En librairie: un Congolais raconte « son » coronavirus

En librairie: un Congolais raconte « son » coronavirus

 
Par Marie-France Cros.

 
Rédacteur du web-journal Info en ligne des Congolais de Belgique, Cheik Fita vient de publier une petite plaquette sur « son » coronavirus, soigné avec succès à Bruxelles.
 
Après 17 ans d’absence, ce natif de Shinkolobwe était rentré au pays natal, de Noël 2019 au 23 janvier 2020. Le 7 mars, alors qu’il vient de diffuser sur son média en ligne une vidéo de prévention contre le Covid-19, il passe une journée à Paris.

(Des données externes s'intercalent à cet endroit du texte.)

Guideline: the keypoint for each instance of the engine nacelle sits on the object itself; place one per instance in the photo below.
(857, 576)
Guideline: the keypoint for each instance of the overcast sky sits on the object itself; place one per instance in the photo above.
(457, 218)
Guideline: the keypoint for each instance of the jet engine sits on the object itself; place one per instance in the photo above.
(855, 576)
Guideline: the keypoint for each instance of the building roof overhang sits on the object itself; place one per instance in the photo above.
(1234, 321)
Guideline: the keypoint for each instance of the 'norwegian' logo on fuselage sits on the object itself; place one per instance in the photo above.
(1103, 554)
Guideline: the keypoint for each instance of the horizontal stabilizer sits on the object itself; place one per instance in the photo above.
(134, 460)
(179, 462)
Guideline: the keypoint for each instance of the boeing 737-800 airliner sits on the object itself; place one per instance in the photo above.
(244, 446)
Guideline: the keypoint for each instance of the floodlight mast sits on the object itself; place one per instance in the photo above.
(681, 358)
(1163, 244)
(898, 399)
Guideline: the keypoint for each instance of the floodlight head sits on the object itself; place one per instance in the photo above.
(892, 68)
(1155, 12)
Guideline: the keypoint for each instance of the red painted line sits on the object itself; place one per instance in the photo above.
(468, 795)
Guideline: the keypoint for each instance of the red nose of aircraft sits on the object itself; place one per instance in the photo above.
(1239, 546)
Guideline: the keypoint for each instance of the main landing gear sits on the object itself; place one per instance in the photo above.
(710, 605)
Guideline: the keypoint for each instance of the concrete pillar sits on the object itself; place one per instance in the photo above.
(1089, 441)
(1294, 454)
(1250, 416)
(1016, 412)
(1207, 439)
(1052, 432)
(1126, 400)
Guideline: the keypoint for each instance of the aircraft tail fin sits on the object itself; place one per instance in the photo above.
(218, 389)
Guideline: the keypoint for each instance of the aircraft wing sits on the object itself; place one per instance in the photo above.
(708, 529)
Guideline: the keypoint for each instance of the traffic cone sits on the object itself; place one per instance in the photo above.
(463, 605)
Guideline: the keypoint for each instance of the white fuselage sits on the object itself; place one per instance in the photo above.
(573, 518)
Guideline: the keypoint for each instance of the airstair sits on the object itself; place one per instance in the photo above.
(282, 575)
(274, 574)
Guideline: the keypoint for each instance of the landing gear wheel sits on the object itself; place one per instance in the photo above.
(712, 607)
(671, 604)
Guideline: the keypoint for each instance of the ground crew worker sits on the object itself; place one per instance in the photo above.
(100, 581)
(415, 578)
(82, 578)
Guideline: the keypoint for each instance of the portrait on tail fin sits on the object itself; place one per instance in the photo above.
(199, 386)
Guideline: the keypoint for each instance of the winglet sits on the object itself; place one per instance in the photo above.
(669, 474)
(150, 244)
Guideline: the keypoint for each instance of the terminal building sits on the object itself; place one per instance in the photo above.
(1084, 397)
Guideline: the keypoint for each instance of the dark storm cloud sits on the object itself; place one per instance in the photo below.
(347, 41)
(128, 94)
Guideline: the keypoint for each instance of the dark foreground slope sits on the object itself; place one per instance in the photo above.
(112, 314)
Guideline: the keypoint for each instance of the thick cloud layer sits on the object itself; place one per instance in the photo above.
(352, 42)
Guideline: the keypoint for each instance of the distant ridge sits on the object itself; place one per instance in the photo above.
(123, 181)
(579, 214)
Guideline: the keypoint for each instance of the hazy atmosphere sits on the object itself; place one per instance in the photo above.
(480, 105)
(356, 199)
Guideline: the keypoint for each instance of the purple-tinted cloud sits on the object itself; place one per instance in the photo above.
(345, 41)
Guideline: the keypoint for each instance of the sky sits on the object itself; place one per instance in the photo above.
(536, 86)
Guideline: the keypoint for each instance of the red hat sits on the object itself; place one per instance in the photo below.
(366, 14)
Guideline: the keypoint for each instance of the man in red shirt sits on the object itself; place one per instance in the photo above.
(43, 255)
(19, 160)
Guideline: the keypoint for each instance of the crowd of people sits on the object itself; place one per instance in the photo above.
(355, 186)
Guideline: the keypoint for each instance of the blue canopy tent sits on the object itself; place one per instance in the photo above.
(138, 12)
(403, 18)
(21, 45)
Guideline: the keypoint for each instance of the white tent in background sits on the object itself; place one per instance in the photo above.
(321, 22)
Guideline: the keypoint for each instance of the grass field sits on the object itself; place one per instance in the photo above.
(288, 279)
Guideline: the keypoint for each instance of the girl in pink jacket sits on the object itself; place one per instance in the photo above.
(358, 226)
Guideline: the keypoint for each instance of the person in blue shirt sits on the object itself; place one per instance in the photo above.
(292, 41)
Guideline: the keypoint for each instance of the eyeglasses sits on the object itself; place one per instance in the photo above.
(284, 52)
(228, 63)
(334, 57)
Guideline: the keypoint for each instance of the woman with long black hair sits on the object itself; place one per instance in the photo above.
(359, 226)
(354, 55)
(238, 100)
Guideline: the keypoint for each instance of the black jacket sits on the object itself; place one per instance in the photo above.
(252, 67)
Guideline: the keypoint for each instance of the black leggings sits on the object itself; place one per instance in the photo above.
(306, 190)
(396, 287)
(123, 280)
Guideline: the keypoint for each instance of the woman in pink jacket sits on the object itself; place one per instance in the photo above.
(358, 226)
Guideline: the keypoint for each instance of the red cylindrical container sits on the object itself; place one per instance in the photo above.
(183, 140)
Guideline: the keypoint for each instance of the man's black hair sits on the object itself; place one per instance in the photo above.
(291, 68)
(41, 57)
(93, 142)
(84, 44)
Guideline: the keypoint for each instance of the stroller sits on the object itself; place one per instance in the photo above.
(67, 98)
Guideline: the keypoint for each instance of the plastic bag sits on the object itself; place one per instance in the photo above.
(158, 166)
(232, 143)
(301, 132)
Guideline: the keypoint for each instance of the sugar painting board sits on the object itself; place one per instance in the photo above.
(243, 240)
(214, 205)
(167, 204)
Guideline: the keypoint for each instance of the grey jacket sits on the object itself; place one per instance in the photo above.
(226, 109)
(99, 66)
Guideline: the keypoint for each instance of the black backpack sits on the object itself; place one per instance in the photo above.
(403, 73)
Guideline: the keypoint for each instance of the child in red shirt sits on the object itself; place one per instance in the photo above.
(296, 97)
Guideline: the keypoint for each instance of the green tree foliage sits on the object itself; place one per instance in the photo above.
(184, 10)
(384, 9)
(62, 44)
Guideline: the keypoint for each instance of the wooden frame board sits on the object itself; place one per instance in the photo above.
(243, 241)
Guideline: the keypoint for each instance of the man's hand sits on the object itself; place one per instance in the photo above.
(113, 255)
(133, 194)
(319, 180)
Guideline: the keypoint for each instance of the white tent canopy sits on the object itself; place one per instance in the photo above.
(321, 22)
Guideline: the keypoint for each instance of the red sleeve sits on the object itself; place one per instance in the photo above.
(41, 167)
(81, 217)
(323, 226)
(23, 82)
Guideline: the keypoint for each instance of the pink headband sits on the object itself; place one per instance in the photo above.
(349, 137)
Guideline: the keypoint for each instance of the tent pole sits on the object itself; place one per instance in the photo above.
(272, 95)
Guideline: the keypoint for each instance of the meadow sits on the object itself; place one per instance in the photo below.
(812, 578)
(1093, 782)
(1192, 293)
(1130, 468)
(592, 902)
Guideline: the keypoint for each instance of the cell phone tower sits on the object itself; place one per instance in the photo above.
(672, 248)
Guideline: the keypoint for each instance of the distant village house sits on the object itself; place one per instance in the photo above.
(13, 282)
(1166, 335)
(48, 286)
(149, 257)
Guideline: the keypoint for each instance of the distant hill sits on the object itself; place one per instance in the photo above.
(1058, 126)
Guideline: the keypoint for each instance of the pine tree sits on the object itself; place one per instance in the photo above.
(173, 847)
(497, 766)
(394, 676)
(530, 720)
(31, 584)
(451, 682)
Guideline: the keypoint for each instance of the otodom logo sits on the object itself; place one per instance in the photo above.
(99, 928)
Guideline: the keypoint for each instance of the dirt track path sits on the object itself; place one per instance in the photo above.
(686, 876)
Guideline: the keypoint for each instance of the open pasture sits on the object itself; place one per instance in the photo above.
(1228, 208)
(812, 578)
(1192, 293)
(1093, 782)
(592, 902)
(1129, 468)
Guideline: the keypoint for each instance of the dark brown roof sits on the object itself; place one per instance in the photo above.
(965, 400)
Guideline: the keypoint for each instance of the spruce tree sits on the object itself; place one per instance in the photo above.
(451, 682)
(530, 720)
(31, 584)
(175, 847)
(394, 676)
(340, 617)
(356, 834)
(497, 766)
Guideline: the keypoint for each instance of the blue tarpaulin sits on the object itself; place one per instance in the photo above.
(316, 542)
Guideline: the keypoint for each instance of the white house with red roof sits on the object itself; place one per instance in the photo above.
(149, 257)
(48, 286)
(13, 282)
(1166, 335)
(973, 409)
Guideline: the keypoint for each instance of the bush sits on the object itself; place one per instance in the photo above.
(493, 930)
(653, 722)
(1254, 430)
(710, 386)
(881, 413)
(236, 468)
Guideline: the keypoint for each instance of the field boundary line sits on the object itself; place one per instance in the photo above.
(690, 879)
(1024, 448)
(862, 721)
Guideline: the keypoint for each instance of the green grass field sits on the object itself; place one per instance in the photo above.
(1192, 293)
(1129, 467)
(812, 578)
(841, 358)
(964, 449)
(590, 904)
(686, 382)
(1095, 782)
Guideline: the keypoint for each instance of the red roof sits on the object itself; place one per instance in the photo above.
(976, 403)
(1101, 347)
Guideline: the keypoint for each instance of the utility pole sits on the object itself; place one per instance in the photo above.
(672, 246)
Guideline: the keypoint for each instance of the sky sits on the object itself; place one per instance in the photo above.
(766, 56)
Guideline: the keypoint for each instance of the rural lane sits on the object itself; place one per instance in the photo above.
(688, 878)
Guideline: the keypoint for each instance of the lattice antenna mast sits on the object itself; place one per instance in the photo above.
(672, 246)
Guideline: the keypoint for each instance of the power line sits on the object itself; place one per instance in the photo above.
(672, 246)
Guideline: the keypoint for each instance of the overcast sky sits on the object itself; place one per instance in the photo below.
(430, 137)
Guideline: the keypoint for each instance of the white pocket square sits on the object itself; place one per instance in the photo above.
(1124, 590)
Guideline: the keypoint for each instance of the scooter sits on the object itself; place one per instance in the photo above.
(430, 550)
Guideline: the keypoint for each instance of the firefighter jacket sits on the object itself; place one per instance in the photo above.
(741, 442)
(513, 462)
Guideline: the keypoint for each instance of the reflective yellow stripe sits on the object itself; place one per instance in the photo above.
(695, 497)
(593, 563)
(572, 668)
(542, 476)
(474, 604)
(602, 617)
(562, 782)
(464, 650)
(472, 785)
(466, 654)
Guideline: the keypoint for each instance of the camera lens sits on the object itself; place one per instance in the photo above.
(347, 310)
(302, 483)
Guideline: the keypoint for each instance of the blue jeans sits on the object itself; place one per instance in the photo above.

A partir du 23 mars, il se sent fébrile avec, parfois, « une petite toux », mais ne pense pas au coronavirus.
 
Consulté par téléphone, comme l’ont fait beaucoup de médecins en Belgique durant le confinement, décrété à partir du 17 mars, son médecin lui prescrit des médicaments, dont du Dafalgan pour faire baisser la fièvre. Mais celle-ci revient sans cesse.
 
Le dimanche 5 avril, elle ne baisse plus, malgré les médicaments. Un ami médecin lui conseille de se rendre tout de suite à l’hôpital, ce que Cheik Fita fait, accompagné de sa femme, en prenant le métro. Les 500 mètres à parcourir à pied l’essouflent au point de le faire vomir. Il est hospitalisé et placé sous oxygène. Il ne conserve qu’un souvenir flou de cinq jours de fièvre à l’issue desquels l’appétit revient très lentement, encouragé par la chaleur du personnel soignant. Onze jours après son entrée à l’hôpital, Cheik Fita peut rentrer chez lui, où il reste placé en quarantaine pour ne pas contaminer son épouse.
 
De cette expérience, Cheik Fita tire une réflexion sur ce qui est important dans sa vie et ce qui ne l’est pas – notamment les 15.000 messages whatsapp non consultés pendant sa maladie – et sur l’Homme, capable du meilleur comme du pire. Au meilleur, il cite « l’armée » du personnel soignant, « leur organisation millimétrée et chronométrée » et surtout leur « amour pour ce qu’ils faisaient », leurs « volonté et détermination de réussir et d’aider l’autre ». Bien que cet effort soit consenti, aux yeux de l’auteur, pour des « pourris », ceux qui « dehors », continuent « à vivre d’une façon insouciante », se moquant « de tous les messages de prévention au risque d’être contaminés ou de contaminer d’autres personnes ».
 
« Coronavirus: redevenir Homme », par Cheik Fita, Ed. OCM (Kinshasa), 107 pp, 9,5 euros.